From this perspective, those Cameroonian activists, many of whom are fairly new to digital activism, had and still have rather unrealistic expectations about their ability to change the status quo in Cameroon via their keyboards, and are committing that cardinal sin of confusing social media tools (notably Facebook and Twitter) with their strategy and/or the goal (i.e., political reform and institutional change in Cameroon). The widespread demobilization that occurred within Cameroonian activist circles after February 23 is a clear indication of this – many of the Biya Must Go pages have gone silent; they have become virtual ghost towns inhabited by dejected netizens disillusioned by what they believe was a massive failure.
Nothing Comes Overnight!
Revolutions are rarely clean cut events or precise surgical actions. In fact, they are almost often messy businesses that begin as a trickle before developing into a gush that sweeps away the status quo – sometimes they even go dormant for years only to be revived by an unanticipated event or an unforeseen opportunity.

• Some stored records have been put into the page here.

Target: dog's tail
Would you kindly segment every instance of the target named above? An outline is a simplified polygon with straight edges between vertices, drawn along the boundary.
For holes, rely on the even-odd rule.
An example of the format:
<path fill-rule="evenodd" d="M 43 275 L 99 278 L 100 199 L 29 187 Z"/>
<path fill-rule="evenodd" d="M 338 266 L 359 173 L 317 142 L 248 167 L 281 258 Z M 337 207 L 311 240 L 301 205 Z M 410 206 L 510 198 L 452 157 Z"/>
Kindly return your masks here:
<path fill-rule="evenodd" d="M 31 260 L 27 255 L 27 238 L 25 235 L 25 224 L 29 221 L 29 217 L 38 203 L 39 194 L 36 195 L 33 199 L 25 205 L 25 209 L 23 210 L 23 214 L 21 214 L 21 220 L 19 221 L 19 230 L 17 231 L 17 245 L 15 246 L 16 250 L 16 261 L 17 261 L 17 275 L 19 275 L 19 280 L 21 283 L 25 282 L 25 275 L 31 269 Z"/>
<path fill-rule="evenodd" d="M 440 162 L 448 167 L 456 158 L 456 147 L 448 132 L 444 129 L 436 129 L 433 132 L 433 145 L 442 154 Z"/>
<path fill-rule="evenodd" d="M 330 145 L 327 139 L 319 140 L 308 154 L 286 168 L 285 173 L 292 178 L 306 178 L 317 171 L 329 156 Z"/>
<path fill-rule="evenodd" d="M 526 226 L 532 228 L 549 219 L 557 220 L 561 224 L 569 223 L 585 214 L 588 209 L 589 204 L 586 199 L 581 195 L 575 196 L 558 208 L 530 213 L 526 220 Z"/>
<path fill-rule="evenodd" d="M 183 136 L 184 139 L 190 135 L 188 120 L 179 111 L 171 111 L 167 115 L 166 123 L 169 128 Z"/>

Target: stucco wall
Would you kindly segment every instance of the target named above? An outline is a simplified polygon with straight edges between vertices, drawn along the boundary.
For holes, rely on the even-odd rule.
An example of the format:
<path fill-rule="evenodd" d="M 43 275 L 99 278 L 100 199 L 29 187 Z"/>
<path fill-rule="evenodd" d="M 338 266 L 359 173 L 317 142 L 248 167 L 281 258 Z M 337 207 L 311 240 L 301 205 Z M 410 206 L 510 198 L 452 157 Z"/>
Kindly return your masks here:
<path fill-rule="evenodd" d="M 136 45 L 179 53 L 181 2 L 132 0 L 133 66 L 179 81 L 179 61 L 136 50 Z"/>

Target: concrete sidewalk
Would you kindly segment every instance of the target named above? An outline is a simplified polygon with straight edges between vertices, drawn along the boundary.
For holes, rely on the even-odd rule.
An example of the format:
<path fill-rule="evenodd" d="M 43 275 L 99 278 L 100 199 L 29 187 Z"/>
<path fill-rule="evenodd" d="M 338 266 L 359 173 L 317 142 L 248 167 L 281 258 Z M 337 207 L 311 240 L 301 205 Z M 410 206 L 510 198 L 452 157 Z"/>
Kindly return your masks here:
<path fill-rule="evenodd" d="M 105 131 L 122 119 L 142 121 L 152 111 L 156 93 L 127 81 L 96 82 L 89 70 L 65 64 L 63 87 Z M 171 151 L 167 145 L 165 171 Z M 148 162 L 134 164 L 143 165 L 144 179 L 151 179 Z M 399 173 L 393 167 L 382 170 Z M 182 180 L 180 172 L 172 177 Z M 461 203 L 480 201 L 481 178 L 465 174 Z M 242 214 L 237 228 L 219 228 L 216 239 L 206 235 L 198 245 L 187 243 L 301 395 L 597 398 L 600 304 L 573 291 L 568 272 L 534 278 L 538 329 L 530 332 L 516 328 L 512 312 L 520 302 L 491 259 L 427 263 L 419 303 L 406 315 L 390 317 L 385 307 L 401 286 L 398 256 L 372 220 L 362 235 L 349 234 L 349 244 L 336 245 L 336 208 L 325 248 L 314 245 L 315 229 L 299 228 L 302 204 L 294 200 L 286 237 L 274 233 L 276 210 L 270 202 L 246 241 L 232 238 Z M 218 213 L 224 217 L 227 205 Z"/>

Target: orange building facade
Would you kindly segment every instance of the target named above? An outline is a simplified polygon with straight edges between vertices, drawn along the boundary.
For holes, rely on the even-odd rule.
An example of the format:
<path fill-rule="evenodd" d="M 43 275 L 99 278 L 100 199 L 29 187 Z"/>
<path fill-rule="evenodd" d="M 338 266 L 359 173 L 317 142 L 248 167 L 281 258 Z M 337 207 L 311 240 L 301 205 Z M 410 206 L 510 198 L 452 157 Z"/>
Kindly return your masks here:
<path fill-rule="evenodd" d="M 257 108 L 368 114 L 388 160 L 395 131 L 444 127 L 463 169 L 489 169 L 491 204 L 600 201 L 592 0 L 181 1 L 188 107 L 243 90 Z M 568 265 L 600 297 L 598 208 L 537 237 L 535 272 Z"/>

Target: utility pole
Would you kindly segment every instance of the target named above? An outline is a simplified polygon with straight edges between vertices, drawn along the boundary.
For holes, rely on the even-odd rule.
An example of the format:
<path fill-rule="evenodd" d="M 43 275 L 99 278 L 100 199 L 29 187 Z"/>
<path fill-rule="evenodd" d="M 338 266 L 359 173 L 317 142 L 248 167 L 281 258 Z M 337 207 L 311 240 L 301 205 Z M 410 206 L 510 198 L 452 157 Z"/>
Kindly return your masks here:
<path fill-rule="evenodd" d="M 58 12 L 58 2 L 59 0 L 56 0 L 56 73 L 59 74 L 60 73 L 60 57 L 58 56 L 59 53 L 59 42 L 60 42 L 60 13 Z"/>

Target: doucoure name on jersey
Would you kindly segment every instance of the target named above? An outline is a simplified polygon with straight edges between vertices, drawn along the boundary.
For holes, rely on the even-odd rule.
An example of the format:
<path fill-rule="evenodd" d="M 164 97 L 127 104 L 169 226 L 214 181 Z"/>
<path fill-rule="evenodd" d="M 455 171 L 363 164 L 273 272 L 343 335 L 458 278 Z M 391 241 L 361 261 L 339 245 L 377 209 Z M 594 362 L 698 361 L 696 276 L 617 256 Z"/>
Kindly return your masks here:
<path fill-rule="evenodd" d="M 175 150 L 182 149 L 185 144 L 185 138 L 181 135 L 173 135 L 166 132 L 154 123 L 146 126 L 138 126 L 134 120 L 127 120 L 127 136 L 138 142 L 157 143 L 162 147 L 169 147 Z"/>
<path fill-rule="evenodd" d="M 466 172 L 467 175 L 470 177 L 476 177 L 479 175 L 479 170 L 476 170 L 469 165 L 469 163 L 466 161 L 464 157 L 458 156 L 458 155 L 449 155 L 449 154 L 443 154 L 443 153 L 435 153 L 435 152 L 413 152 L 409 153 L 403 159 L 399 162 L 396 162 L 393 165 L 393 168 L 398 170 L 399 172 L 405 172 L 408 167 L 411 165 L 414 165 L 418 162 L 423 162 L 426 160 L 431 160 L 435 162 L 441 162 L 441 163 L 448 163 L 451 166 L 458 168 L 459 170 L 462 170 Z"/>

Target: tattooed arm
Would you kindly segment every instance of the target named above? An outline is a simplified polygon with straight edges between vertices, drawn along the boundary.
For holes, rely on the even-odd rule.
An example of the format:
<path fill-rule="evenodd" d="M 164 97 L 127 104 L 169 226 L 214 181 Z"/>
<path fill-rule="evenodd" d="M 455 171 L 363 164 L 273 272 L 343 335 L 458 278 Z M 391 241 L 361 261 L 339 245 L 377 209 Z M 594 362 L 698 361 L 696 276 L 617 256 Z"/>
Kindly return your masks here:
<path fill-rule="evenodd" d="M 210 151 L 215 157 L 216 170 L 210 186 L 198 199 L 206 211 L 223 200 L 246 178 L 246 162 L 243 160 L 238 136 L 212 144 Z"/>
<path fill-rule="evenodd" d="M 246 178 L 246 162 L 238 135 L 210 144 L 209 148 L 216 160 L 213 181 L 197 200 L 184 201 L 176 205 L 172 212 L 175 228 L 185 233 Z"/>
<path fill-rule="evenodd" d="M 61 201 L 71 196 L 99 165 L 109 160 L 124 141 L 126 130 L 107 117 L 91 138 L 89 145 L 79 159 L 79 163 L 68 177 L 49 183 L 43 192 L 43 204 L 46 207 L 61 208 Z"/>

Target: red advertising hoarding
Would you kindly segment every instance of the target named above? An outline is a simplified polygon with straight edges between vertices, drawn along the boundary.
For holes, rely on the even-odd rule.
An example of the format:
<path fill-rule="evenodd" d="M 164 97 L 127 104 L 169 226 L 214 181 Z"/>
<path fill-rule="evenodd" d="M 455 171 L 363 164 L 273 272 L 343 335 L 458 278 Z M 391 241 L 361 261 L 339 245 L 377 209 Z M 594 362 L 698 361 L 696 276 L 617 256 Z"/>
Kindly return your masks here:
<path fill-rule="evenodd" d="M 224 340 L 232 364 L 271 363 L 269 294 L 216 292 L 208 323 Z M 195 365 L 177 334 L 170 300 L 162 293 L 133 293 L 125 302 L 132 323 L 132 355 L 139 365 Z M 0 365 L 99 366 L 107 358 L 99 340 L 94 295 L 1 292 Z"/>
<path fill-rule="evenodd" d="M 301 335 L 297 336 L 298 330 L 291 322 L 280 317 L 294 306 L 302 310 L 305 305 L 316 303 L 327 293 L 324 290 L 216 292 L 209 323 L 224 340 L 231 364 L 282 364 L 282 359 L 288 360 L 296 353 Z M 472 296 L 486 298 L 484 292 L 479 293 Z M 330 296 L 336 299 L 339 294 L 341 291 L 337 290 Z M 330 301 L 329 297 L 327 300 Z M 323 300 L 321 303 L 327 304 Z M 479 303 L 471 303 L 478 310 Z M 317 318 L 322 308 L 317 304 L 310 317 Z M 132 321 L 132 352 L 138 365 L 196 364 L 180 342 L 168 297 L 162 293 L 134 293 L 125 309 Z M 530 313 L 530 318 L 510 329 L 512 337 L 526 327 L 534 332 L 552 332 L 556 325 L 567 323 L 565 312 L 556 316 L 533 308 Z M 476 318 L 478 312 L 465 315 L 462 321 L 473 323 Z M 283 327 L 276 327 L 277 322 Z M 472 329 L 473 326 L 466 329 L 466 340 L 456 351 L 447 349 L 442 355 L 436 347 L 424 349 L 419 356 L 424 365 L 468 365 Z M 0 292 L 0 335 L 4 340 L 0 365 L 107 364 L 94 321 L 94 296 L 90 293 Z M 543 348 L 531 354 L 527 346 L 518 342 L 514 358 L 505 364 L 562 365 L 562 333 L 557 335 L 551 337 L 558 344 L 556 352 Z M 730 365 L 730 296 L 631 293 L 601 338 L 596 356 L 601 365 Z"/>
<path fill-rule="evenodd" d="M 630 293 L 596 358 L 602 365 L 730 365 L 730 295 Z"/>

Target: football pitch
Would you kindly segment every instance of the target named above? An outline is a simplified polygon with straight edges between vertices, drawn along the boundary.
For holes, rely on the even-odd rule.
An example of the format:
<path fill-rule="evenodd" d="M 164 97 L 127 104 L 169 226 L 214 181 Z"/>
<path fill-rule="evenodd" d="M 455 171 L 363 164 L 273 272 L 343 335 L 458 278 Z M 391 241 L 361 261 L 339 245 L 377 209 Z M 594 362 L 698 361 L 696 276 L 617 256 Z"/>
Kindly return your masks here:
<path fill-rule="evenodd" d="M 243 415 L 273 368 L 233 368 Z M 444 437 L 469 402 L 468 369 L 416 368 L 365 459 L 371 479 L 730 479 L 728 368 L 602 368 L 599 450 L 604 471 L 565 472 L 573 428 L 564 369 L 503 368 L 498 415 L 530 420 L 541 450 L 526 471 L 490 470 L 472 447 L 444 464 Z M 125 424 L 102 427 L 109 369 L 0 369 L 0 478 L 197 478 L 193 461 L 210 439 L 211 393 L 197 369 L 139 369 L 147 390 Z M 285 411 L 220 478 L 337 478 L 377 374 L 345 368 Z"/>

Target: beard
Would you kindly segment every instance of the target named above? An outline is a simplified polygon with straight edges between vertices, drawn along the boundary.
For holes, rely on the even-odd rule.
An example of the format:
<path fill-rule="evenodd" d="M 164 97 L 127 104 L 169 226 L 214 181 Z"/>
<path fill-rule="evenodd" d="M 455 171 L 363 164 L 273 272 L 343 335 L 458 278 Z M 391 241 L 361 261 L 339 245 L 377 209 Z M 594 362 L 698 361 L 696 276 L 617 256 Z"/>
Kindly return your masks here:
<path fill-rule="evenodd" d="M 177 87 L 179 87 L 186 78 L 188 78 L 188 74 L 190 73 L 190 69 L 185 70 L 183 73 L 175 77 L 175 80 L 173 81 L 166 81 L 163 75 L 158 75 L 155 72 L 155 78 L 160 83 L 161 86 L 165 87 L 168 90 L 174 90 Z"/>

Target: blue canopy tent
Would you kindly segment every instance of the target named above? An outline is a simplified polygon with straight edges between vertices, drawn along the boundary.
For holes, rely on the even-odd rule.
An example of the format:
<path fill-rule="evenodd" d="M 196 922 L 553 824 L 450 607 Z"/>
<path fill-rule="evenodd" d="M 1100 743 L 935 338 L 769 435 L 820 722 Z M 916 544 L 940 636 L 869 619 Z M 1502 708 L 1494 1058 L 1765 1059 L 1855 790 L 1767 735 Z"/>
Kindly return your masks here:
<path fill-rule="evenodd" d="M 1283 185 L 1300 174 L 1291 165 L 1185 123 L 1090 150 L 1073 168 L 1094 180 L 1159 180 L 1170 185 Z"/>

In this context, the February 23, 2011 protest movement in Cameroon, which received more international press than the flash mobs did in Egypt eight months ago, will ultimately be considered a failure by history if and only if activists view this event as an end in itself rather than as the first salvo in a long and sustained campaign that may go on for months or even years. Even if a million Cameroonians had poured into the streets on Feb. 23, Biya would still have been in power the next day... Lest we forget, the 1991 civil disobedience campaign that paralyzed Cameroon for nearly six months and posed an existential threat to the Biya regime at the time was in the making for at least a year before it officially began. So digital activists, if they are serious, should maintain the momentum while waiting for the next opportunity to go into action.
The Digital Disconnect
In any case, understanding the strength and limitations of social media and incorporating these into any strategy is the easy part. The real challenge to digital activists in Cameroon and most of sub-Saharan Africa with low Internet penetration rates is what I describe as the “digital disconnect”, i.e., the fact that the digital civil society in Africa is operating in a largely unwired continent, and that the bulk of Africa’s digital activists live out of Africa and do not share the same geographical space as the people they are representing or trying to influence.